Aumenti così significativi del premio in termini di retribuzione per i laureati sono sicuramente una notizia molto positiva. Per coloro che sono entrati nel mercato del lavoro dopo l’inizio della crisi, però, le retribuzioni nette sono in calo del 6,3 per cento per i laureati di primo livello e del 4,7 per quelli di secondo livello. In media, le laureate guadagnano 89 euro in meno degli uomini a un anno dal conseguimento del titolo. Il conseguimento di una laurea di secondo livello garantisce invece un premio di 161 euro in media rispetto a un titolo di primo livello.
Esiste poi una forte differenziazione a seconda del settore disciplinare di studio: i laureati del gruppo letterario umanistico, per esempio, ricevono in media 302 euro mensili netti in meno di chi ha frequentato una disciplina medico-sanitaria e 255 euro in meno dei laureati nel settore dell’informatica e delle tecnologie (Ict). Una laurea in economia garantisce in media 135 euro netti mensili in più rispetto a un titolo nel settore disciplinare letterario-umanistico.
Meno posti fissi per i neolaureati, ma il titolo premia nel medio periodo
I laureati triennali assunti a tempo indeterminato a un anno dal conseguimento del titolo sono solo il 26,9 per cento del totale. Erano il 41,8 per cento nel 2008. Come nel resto dell’economia, la crescita del lavoro precario ha riguardato anche i neolaureati.
Nel medio periodo, però, il possesso di un livello di istruzione elevato garantisce sempre più un contratto a tempo indeterminato, in particolare per i laureati di secondo livello. Per chi ha ottenuto una laurea magistrale o magistrale a ciclo unico, la probabilità di avere un posto di lavoro a tempo indeterminato è stata di cinque punti percentuali superiore rispetto al 2012. Per i laureati di primo livello, la percentuale di occupati a tempo indeterminato è ancora inferiore al 2012, ma è cresciuta di 9,5 punti dal 2017.
Un anno difficile, ma che potrebbe offrire molte opportunità
I dati mostrano che l’impatto della pandemia sui giovani laureati, come del resto su tutti i giovani, è stato del tutto negativo, almeno nel breve periodo. Le tendenze positive precedenti la crisi, oltre alla crescente richiesta di competenze elevate da parte delle aziende, rendono però in qualche modo più roseo il futuro dei neolaureati.

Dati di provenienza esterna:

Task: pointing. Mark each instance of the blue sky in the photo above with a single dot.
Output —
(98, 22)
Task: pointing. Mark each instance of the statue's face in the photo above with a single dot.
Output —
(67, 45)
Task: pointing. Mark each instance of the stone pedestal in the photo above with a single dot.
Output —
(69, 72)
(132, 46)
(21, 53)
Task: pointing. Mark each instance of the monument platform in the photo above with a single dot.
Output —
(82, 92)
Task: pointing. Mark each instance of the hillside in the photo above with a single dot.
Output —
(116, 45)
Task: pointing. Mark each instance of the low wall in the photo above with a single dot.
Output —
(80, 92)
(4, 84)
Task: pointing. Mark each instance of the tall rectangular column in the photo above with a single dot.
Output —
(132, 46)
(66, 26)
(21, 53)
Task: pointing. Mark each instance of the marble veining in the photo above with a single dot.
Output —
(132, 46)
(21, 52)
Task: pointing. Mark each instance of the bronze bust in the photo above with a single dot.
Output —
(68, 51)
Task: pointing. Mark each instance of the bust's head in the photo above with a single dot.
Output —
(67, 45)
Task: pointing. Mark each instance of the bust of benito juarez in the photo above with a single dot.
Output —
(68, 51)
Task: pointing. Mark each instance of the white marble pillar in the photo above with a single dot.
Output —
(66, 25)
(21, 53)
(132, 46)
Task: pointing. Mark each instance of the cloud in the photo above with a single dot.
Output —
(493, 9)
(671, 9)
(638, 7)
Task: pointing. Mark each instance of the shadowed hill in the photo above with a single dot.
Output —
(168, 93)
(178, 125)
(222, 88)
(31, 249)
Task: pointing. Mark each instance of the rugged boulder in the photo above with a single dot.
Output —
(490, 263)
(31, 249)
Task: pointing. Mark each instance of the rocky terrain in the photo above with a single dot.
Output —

La pandemia, infatti, ha colpito soprattutto i lavoratori poco qualificati, mentre il personale qualificato potrebbe essere al centro della ripartenza, integrato in un modello di sviluppo basato sulla competenza, l’innovazione e la digitalizzazione. Nonostante i dati negativi, dunque, i laureati possono sperare che la pandemia diventi solo un breve incidente all’interno di un percorso di crescita.
Per scoprire cosa accadrà in futuro, però, dovremo aspettare almeno il rapporto Almalaurea del prossimo anno.